Nell’immagine protagonista di questo episodio Steve McCurry ritrae il volto serio e spaventato della profuga afgana su cui si stagliano gli occhi verdi e intensi che guardano in macchina, e insieme, nel cuore di ogni osservatore. È la storia terribile e vera di Sharbat Gula, una studentessa, il cui ritratto, pubblicato sulla copertina di National Geographic nel giugno 1985, è diventato un simbolo per le vittime del suo paese; un simbolo di guerra e dignità.
Nella sua carriera Steve McCurry è stato sempre molto legato all’Afghanistan e in genere all’Asia, continente che ha percorso ripetutamente, nelle situazioni più incredibili, rischiose e avventurose, con la coscienza che solo con tale determinazione si può e si deve fare fotogiornalismo. Non si tratta di mera documentazione del conflitto ma di conoscere il mondo, chi lo abita, chi lo vive. Ripercorrendo la carriera di Steve McCurry, il fotografo-viaggiatore, e la genesi della foto prescelta ne scaturisce la forza dell’empatia che pervade i suoi scatti, la capacità di creare, ogni volta, un’atmosfera morbida e avvolgente.
Come per questa, in ogni puntata del podcast, Alessandra Mauro, partendo dall’analisi di un’immagine emblematica, ricostruisce un percorso di visioni, stili, personalità della storia della fotografia ma anche, in qualche modo, del nostro recente passato. Ogni episodio parte dalla descrizione di una fotografia molto celebre per poi realizzare un profilo dell’autore che l’ha realizzata, e allargarsi infine al contesto in cui è nata e della tradizione che quel genere di fotografia esprime.
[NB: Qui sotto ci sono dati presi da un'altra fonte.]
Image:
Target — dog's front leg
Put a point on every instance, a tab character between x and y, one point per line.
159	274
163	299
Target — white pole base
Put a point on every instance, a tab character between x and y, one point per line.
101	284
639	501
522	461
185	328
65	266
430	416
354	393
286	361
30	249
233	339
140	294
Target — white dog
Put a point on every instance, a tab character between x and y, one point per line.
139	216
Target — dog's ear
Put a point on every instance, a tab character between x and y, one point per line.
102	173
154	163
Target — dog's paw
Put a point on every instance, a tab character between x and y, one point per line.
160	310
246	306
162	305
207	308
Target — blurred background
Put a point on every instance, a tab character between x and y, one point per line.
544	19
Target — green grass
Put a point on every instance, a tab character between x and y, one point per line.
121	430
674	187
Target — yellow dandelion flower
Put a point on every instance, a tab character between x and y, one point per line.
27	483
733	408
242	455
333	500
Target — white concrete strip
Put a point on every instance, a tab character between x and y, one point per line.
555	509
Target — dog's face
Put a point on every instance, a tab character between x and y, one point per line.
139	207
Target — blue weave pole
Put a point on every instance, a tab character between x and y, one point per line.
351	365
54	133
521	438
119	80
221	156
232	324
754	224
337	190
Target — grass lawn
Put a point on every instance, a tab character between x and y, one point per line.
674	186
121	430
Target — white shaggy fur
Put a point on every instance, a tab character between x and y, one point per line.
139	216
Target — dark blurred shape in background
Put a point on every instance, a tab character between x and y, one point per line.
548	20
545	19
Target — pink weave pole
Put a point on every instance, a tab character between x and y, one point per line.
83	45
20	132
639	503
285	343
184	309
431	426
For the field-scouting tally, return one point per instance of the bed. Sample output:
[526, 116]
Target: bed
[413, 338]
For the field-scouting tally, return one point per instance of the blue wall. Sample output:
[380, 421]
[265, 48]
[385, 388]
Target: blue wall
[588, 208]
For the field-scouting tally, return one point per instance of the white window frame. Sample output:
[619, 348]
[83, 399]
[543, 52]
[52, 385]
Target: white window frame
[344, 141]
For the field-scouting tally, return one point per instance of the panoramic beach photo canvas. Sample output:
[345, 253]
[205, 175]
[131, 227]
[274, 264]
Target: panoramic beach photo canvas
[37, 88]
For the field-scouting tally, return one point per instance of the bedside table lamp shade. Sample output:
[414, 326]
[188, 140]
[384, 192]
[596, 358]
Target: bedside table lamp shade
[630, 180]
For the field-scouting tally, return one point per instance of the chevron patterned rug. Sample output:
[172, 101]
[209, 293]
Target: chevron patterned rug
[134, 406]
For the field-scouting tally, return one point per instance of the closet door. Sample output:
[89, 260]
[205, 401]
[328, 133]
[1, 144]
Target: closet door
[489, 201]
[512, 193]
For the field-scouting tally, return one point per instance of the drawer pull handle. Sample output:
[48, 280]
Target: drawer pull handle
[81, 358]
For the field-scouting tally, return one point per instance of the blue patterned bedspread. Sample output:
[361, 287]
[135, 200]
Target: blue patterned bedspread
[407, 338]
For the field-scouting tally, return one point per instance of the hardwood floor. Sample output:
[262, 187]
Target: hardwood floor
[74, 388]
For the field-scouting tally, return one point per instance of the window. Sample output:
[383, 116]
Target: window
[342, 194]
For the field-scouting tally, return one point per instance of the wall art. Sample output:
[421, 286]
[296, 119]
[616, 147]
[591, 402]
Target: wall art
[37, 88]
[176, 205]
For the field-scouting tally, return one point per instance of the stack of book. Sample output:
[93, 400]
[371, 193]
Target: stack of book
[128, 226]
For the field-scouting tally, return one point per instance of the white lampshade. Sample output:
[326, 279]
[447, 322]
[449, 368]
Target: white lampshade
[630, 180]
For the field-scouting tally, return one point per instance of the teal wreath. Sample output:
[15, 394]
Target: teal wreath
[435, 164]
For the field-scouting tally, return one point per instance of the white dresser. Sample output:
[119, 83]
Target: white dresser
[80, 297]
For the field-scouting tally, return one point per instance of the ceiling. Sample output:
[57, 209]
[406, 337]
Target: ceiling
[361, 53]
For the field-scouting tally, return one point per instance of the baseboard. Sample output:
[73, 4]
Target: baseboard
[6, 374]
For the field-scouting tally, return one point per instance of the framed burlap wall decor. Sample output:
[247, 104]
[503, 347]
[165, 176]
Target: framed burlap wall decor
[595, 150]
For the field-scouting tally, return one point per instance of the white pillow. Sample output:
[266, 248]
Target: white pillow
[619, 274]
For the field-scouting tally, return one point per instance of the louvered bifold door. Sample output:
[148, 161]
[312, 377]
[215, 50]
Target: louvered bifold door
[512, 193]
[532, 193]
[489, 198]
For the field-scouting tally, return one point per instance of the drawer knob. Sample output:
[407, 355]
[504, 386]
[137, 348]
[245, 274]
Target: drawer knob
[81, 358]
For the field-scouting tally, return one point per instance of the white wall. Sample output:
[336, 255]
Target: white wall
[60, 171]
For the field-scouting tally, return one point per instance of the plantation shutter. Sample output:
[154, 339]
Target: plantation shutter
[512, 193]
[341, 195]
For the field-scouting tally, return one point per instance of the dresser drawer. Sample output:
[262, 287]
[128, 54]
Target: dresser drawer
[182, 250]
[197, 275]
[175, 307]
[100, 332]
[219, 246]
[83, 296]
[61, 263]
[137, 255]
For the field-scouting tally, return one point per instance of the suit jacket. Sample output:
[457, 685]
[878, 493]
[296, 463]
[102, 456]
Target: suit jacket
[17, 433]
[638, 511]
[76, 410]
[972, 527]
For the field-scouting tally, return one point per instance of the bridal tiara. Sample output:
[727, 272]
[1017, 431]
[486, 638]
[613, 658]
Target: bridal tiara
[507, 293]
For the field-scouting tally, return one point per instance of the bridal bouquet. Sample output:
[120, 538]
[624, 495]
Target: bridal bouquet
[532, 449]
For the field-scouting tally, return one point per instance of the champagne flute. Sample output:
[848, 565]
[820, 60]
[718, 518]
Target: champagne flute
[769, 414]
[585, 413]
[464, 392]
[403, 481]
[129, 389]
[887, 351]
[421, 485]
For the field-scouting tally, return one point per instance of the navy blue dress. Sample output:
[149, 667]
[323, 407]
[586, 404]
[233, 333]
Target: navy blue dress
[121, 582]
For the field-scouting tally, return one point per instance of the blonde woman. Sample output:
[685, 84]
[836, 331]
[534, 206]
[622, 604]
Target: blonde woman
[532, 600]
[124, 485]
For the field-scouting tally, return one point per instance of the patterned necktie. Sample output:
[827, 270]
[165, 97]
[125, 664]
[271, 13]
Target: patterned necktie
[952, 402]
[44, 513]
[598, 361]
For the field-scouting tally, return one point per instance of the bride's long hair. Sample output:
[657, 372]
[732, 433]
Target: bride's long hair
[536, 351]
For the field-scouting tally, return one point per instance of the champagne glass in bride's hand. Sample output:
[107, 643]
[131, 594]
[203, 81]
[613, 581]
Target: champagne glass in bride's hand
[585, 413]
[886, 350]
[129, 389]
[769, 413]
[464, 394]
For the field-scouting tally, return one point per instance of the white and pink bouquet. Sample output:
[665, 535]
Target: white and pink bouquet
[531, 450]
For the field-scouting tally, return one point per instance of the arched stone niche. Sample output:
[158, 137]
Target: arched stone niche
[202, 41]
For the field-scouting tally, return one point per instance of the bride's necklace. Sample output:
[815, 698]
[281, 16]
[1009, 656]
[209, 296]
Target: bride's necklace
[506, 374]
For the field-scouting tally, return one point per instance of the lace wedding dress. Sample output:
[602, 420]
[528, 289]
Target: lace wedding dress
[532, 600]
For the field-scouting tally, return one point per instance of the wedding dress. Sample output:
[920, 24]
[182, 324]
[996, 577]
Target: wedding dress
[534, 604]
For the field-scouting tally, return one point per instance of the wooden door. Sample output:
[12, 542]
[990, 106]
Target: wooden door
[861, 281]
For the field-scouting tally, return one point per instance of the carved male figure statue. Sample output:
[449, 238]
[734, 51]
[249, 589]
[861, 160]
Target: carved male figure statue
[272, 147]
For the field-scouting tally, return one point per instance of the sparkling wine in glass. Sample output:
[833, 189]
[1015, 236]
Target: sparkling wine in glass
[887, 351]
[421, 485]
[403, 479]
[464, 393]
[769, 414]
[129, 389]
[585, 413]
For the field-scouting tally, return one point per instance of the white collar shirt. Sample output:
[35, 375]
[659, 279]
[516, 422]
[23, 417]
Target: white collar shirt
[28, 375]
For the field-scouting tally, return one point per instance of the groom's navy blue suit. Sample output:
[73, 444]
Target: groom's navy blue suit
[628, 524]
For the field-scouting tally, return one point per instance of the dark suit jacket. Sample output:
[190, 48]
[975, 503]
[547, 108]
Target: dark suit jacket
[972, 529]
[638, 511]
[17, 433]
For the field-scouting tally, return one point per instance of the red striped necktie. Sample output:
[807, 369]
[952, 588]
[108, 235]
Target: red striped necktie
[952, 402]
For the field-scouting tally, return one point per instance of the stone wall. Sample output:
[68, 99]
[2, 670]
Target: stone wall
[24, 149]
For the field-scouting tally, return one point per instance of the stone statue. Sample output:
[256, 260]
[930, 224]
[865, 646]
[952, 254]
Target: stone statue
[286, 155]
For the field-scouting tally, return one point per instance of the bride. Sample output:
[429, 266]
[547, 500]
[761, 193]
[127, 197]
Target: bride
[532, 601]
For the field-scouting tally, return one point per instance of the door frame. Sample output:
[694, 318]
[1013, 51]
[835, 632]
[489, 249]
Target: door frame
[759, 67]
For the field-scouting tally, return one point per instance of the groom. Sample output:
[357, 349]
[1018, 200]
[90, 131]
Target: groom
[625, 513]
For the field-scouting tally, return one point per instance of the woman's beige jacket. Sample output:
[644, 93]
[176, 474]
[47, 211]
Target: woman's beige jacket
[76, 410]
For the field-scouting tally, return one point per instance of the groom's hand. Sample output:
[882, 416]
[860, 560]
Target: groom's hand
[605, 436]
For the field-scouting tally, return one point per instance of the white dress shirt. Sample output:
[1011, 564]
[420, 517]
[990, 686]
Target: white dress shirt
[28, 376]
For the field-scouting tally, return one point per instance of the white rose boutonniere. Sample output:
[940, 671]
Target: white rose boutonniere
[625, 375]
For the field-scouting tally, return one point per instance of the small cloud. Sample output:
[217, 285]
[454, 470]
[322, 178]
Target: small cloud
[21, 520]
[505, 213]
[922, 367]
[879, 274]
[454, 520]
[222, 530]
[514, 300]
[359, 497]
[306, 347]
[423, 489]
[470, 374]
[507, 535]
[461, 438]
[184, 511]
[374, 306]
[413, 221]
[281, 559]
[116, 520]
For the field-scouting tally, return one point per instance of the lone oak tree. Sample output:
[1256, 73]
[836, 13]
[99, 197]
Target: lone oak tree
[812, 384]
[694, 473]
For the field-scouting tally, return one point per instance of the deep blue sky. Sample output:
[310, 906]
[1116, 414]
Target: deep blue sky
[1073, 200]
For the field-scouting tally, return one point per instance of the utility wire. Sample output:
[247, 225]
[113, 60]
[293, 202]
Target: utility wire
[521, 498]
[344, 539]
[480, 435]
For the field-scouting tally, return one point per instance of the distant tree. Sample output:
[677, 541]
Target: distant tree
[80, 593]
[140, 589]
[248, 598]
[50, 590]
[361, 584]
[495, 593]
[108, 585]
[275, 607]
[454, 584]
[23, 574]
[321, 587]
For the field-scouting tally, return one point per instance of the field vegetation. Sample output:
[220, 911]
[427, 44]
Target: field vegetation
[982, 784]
Ogni immagine selezionata diventerà così la guida per entrare nel mondo della fotografia di guerra, di moda, nel mondo della street photography o del ritratto, per scoprirne gli autori e i retroscena.
Nelle prossime puntate si passerà dalla metafisicità della spiaggia di Marina di Ravenna incorniciata da un supporto per tende fotografata da Luigi Ghirri, al bacio appassionato di due amanti nel traffico di Parigi, catturato da Robert Doisneau.
Sono alcune delle memorabili istantanee rimaste impresse in modo indelebile nella nostra memoria personale e collettiva; fotografie che racchiudono un’epoca e che esprimono un sentimento e un modo di essere in cui ci riconosciamo e che sentiamo familiari anche se non sempre ne conosciamo la storia.
Per Storielibere non c’è sfida più affascinante che raccontare, con il solo ausilio della voce, la forma d’arte che più di ogni altra è per definizione e per sua essenza connessa alla dimensione dello sguardo e della visione: la fotografia. E nell’affrontare una simile sfida, è lieto di poter contare su un partner come Contrasto, editore leader in Italia nel settore della fotografia. Il racconto che fa Alessandra Mauro, ricchissimo di analisi estetiche, riflessioni storiche e aneddoti sulla realizzazione delle foto scelte, permette di comprenderle in profondità, di vederle come forse non siamo mai riusciti a fare prima d’ora, sopperendo alla mancanza di supporti visivi con il potere di suggestione della narrazione orale.